Dr. Martin W. Lo is a member of the Navigation and Mission
Design Section at the Jet Propulsion Laboratory, California
Institute of Technology. Lo received his PhD from Cornell
University (1980) and his BS from the California Institute
of Technology in mathematics. As Mission Design Manager, he
led the development of the trajectory for the Genesis Mission
which launched on August 8, 2001 and is now collecting Solar
Wind samples in orbit about L1. He is currently supporting
the mission design and technology development of the Terrestrial
Planet Finder mission.
He is the organizer of the Lagrange Group, an interdisciplinary
and international group of researchers and engineers from
universities, NASA centers, and industry whose focus is on
the development of nonlinear astrodynamics techniques with
applications to space missions and dynamical astronomy.
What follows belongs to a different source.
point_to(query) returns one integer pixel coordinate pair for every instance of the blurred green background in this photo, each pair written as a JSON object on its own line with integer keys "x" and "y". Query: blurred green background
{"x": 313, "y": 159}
At
the request of the NASA Exploration Team, he demonstrated
that formation flight in halo orbits is practical for the
Terrestrial Planet Finder mission from the trajectory and
mission design point of view.
He also conceived of a novel approach for human servicing
of libration missions such as the Terrestrial Planet Finder
at a Gateway Module in halo orbit about the Lunar L1. This
provides a cost effective and efficient approach for human
servicing. The spacecraft requiring service may be moved between
the Earth libration orbits and the Lunar Gateway module via
ultra low energy trajectories in the InterPlanetary Superhighway.
This is a vast system of tunnels and passageways in space,
discovered by Lo, which connects the whole Solar System and
is generated by the Lagrange Points of all of the planets
and moons. Not only does the InterPlanetary Superhighway provide
low energy orbits for space missions, it is also traveled
by comets and asteroids throughout the Solar System. Comet
Shoemaker-Levy 9 and the asteroid which killed the dinosaurs
both traveled in impact orbits which are similar to the Genesis
orbit. Thus the InterPlanetary Superhighway is crucial to
the development of life on Earth. Lo believes that the InterPlanetary
Superhighway may play a key role in our understanding of low-thrust
trajectory design for spacecraft using advanced electric or
nuclear propulsion.
He is also leading the development of LTool, JPL's new mission
design tool which uses dynamical systems techniques, or "chaos
theory" to design highly nonlinear trajectories. His professional
interests include mission design, the three body problem,
satellite constellation coverage analysis, dynamical astronomy,
applied dynamical systems theory, and computational mathematics.